I exited the testing room on a cautious high and joined the queue outside a tiny office where a staff member waited with our results. On the day I was there, attendees weren’t told their scores if they passed, only if they failed. I can’t say whether this is standard policy at all sites. The poor guy in front of me was informed he missed 11 and was crestfallen. When my turn came, I stepped into the office and received the good news, and even though I’ll never know exactly how well I did, I’d like to think that the sunny manner in which the verdict was delivered meant that I scored spectacularly high and that my towering intellect will be reverently referenced in test offices throughout the UK for decades to come.

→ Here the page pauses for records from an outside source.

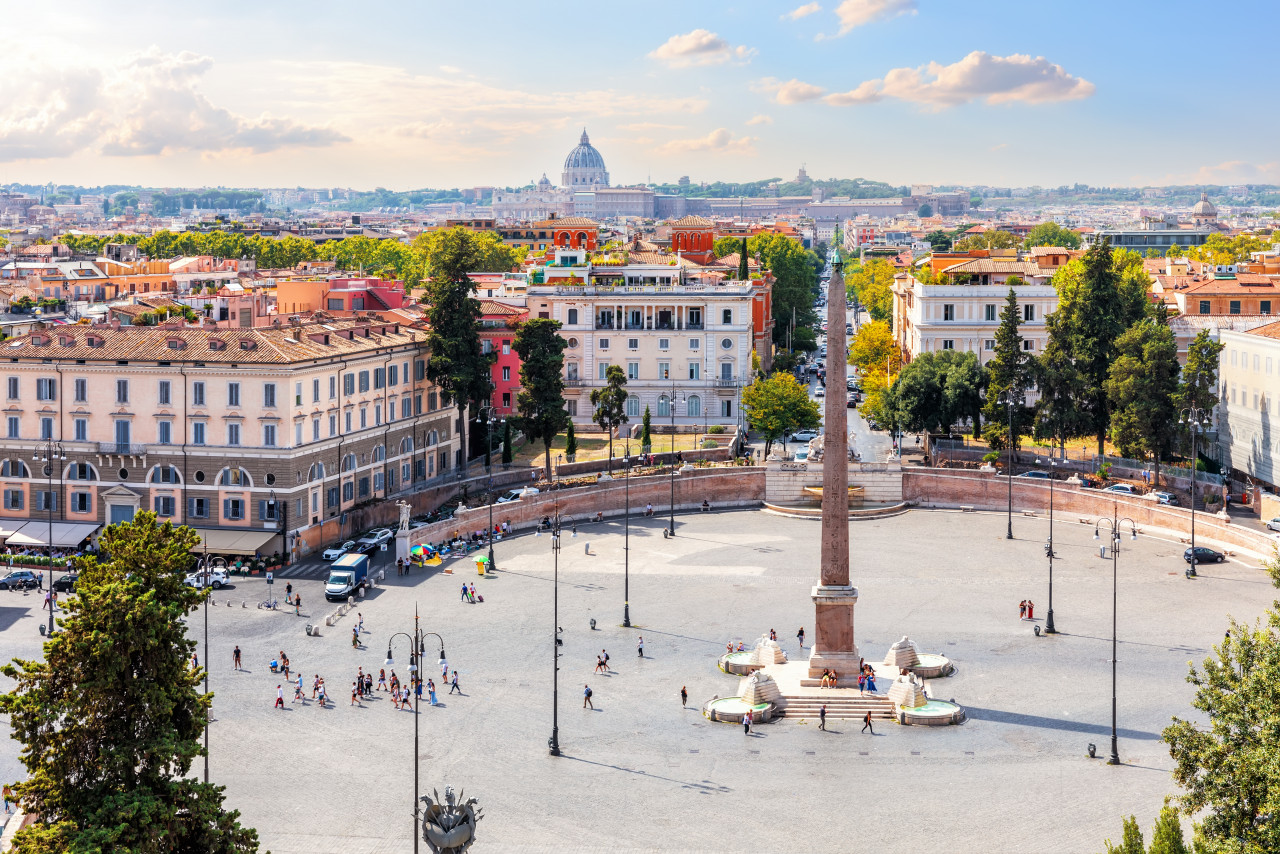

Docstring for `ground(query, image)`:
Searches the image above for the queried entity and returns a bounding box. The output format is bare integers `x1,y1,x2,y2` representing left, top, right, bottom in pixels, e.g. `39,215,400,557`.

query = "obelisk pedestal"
809,243,860,679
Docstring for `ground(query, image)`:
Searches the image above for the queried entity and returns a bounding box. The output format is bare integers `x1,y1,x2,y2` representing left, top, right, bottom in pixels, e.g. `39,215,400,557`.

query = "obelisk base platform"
809,585,861,679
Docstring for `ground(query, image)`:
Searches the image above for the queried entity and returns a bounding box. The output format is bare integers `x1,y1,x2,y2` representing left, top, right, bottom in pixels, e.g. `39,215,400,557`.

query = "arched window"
0,460,31,478
218,467,253,487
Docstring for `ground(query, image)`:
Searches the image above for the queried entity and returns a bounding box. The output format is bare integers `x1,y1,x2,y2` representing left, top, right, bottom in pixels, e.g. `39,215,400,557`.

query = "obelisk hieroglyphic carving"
809,243,859,677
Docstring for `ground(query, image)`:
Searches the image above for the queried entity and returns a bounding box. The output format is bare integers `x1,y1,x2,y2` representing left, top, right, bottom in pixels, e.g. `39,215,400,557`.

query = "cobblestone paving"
0,512,1274,854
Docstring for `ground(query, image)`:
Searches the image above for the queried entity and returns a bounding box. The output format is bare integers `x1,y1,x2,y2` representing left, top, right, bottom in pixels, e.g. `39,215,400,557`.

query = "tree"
849,320,902,375
0,511,257,854
1105,320,1180,484
1023,223,1083,250
422,228,494,478
845,259,897,323
512,318,568,471
983,286,1030,451
742,373,822,457
591,365,629,474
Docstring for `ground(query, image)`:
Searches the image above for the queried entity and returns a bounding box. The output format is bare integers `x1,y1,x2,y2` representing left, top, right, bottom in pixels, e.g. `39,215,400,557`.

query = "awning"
0,522,101,548
191,528,280,554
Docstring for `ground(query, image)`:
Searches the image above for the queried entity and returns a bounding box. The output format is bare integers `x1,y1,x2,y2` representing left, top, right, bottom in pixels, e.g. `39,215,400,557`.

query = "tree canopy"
0,511,257,854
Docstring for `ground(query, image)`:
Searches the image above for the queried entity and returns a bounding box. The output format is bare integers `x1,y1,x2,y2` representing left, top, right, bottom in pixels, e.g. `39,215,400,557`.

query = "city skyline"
0,0,1280,189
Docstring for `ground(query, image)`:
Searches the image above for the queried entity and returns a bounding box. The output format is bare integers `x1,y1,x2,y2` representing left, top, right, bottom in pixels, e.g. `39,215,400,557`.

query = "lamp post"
200,550,227,782
1093,510,1138,766
1178,406,1212,579
547,492,561,757
996,388,1021,540
385,603,448,854
622,442,631,629
1036,456,1061,635
667,383,684,536
31,442,67,638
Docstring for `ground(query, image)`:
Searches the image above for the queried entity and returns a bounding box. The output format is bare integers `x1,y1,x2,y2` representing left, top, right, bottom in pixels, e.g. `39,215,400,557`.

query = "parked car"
0,570,40,590
320,540,356,561
186,570,227,590
1183,545,1226,563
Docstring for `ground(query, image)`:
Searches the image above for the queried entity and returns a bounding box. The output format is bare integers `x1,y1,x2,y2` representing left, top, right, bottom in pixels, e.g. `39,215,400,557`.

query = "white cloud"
0,47,347,160
824,50,1096,109
649,29,755,68
782,3,822,20
751,77,827,104
836,0,916,36
658,128,755,155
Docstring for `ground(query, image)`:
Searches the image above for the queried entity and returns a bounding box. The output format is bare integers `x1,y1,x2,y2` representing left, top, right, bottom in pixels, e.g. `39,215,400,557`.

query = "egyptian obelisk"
809,243,859,677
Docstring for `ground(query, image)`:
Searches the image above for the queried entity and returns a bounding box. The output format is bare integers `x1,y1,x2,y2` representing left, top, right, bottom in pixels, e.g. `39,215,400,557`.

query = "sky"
0,0,1280,189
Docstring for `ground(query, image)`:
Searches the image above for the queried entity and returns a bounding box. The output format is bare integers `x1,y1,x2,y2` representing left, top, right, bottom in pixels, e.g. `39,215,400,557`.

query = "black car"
0,570,41,590
1183,545,1226,563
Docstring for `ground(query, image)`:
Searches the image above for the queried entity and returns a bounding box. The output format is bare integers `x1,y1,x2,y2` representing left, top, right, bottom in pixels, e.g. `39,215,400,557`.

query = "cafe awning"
191,528,280,554
0,522,101,548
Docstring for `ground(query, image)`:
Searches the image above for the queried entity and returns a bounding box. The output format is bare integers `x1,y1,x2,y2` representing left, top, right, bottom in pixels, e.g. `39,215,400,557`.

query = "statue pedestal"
809,584,861,679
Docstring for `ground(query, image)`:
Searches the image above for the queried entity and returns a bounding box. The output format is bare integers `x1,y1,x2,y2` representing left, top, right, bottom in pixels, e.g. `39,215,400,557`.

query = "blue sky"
0,0,1280,188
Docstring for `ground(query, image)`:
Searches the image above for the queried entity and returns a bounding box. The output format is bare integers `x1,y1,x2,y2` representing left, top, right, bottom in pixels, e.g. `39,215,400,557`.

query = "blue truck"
324,552,369,600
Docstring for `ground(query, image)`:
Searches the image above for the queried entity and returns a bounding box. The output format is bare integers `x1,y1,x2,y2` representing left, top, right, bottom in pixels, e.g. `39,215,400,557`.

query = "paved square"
0,511,1275,854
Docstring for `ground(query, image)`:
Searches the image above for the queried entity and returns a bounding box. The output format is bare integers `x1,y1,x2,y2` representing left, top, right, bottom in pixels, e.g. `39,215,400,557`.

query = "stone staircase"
776,689,893,721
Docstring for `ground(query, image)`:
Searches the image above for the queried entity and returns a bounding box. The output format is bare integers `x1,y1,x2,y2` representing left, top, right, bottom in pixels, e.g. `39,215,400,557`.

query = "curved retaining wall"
902,469,1276,560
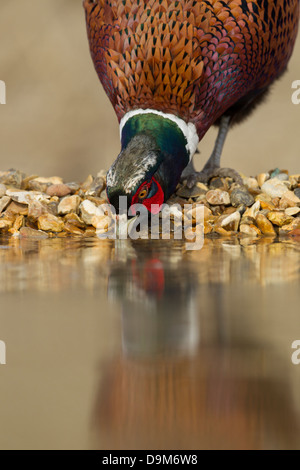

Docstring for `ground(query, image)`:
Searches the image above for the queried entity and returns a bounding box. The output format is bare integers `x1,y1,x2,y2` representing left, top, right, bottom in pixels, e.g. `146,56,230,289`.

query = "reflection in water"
0,239,300,449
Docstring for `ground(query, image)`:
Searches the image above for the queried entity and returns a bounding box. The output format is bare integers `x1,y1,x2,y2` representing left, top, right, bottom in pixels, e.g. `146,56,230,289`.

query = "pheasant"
84,0,299,213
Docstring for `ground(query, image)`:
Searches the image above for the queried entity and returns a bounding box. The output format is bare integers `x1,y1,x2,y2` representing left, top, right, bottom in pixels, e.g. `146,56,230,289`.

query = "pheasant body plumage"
84,0,299,212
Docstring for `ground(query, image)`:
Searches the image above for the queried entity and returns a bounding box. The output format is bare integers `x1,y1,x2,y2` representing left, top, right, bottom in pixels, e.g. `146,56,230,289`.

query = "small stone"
84,196,108,207
38,214,64,233
0,214,15,230
0,184,6,198
256,213,276,235
80,199,98,225
20,227,48,240
10,215,24,233
256,173,270,188
91,215,112,233
86,176,106,197
176,183,208,199
276,173,289,181
21,175,38,189
279,217,300,235
209,178,228,189
267,211,293,227
46,184,72,197
230,186,254,207
243,178,259,191
280,191,300,209
243,201,260,219
284,207,300,215
65,213,85,229
294,188,300,199
0,170,23,189
0,196,11,214
66,181,80,193
221,211,241,232
80,175,94,191
58,195,81,215
34,176,63,186
261,178,289,198
241,214,255,225
28,201,48,221
6,189,49,205
6,201,28,215
288,228,300,239
206,189,230,206
270,168,281,179
26,178,49,193
240,224,261,237
186,204,214,221
65,222,84,235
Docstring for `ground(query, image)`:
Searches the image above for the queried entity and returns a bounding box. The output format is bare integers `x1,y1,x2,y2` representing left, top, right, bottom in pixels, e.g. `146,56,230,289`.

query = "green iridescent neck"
121,113,189,168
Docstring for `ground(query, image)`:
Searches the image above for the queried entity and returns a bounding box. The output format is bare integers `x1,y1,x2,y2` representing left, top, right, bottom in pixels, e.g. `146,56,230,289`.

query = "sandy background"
0,0,300,180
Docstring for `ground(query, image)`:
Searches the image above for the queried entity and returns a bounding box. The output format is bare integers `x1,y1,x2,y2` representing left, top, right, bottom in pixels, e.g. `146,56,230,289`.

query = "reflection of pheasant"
84,0,299,210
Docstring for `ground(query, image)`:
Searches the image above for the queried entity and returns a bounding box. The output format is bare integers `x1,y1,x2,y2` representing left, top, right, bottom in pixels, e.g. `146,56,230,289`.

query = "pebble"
0,170,23,189
57,195,81,215
0,169,300,241
80,199,102,225
256,213,276,235
267,211,293,227
66,181,80,193
86,176,106,197
243,201,260,219
5,201,28,215
34,176,63,186
240,224,261,237
0,196,11,214
230,186,254,207
279,217,300,233
0,215,14,230
20,227,49,240
0,184,6,197
46,184,72,197
294,188,300,199
38,214,64,233
65,213,85,229
280,191,300,209
28,200,48,221
256,173,270,188
206,189,230,206
80,175,94,191
176,183,208,197
261,178,289,198
243,177,259,191
284,207,300,215
6,189,49,205
221,211,241,232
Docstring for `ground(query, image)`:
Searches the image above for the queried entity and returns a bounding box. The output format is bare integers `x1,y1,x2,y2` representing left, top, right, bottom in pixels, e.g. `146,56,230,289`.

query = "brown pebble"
46,184,72,197
20,227,48,239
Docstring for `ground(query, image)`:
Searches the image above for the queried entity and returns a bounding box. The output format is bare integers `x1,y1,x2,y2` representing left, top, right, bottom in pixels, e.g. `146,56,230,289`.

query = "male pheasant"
84,0,299,212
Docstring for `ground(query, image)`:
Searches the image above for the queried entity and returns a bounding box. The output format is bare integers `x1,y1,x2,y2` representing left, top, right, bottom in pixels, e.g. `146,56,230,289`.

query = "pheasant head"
107,110,196,214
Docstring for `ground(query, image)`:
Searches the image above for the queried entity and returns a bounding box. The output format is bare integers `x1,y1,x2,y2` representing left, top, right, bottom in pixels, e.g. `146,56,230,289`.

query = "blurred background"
0,0,300,181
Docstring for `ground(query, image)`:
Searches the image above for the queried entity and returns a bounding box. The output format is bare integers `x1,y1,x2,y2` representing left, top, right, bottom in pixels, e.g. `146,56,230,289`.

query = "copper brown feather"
84,0,299,139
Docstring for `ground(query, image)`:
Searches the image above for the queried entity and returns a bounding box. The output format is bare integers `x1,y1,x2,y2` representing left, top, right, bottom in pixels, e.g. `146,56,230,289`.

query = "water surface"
0,238,300,450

As I left the site, a far happier man than when I’d arrived, my first thought was, “What was all that angst for, anyway?” My second thought was, “Wow, that was…random.” When I took the Canadian citizenship test, the study materials given were wide-ranging, but the exam itself sensibly focused on the practicalities of being a responsible citizen of that country – where to vote, who has the right to vote, what the leader of the provincial government is called, and so on. By contrast, the British counterpart was more like a pub quiz – a little sport, a little history, a smidge of entertainment and a few grab-bag surprises. Quite fitting for a country that loves a pub quiz as much as it loves football or fish and chips. Looking back on the experience now, in the glow of having recently received the news that the Home Office approved my Indefinite Leave to Remain visa, it strikes me that the aim of the Life in the UK Test is to educate immigrants not only about civic fundamentals but also about the richness of the British identity. There’s a reason why it’s not called the Merely Existing in the UK Test. Because yes, civic responsibility is important to being a good resident of Great Britain, but chuckling through a viewing of Wallace & Gromit, or losing yourself in a Miss Marple mystery, or gathering with your besties for quiz night down at your favourite tavern? That’s life, mate.